On Separate Normalization in Self-supervised Transformers
This work addresses a specific bottleneck in transformer-based models for researchers and practitioners, but it is incremental as it modifies an existing normalization approach.
The paper tackled the problem of using a single normalization layer for both tokens and the [CLS] symbol in self-supervised transformers, which may not optimally align with their distinct roles, and found that employing separate normalization layers resulted in an average 2.7% performance improvement across image, natural language, and graph domains.
Self-supervised training methods for transformers have demonstrated remarkable performance across various domains. Previous transformer-based models, such as masked autoencoders (MAE), typically utilize a single normalization layer for both the [CLS] symbol and the tokens. We propose in this paper a simple modification that employs separate normalization layers for the tokens and the [CLS] symbol to better capture their distinct characteristics and enhance downstream task performance.
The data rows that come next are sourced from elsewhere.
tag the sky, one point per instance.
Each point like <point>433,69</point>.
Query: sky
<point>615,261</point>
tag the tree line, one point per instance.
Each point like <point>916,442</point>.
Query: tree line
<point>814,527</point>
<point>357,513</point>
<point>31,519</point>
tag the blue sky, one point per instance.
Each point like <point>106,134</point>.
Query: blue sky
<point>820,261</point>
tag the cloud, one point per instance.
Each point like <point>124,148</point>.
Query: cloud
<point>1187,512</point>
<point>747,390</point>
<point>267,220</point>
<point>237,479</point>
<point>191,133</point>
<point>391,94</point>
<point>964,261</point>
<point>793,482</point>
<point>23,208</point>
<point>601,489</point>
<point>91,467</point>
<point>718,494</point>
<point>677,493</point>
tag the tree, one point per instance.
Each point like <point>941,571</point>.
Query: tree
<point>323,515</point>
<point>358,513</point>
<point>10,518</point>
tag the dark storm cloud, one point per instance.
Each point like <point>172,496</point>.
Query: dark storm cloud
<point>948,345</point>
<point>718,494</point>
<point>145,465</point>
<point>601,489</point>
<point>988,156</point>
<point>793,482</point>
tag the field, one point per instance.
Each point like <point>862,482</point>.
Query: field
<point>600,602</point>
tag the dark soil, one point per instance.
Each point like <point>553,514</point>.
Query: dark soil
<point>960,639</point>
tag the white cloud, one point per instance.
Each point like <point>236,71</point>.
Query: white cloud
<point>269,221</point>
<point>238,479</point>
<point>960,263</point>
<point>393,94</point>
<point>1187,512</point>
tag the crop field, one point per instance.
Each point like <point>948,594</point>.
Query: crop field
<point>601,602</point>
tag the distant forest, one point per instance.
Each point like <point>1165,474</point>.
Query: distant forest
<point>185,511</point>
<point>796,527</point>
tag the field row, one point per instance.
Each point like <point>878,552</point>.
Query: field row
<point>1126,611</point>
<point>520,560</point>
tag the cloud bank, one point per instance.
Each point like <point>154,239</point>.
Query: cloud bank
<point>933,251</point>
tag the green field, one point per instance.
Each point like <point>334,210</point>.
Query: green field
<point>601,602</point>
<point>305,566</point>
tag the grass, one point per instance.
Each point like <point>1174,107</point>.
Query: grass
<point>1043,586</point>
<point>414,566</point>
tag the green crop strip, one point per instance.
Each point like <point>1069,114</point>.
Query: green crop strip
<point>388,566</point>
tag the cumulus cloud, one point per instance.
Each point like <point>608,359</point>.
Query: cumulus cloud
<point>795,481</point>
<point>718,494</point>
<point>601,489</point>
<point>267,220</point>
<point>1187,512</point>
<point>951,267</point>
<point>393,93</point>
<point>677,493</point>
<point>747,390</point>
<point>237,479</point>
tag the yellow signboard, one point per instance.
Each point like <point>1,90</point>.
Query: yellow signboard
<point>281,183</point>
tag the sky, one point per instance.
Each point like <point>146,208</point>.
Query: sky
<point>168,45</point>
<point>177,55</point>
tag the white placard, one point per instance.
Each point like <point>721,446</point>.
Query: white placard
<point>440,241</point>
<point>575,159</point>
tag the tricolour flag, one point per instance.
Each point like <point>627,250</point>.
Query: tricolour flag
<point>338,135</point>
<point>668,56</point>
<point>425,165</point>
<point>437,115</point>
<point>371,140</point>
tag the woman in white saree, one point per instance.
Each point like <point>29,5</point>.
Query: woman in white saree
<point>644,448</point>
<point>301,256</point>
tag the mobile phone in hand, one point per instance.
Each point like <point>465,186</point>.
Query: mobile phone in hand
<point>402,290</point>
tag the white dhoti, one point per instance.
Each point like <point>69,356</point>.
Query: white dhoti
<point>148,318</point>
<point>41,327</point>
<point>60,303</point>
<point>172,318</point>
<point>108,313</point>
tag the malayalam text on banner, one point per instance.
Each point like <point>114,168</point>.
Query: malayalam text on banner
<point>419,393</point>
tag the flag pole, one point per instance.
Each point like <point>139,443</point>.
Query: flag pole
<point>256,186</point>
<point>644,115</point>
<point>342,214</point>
Our method aims to alleviate the potential negative effects of using the same normalization statistics for both token types, which may not be optimally aligned with their individual roles. We empirically show that by utilizing a separate normalization layer, the [CLS] embeddings can better encode the global contextual information and are distributed more uniformly in its anisotropic space. When replacing the conventional normalization layer with the two separate layers, we observe an average 2.7% performance improvement over the image, natural language, and graph domains.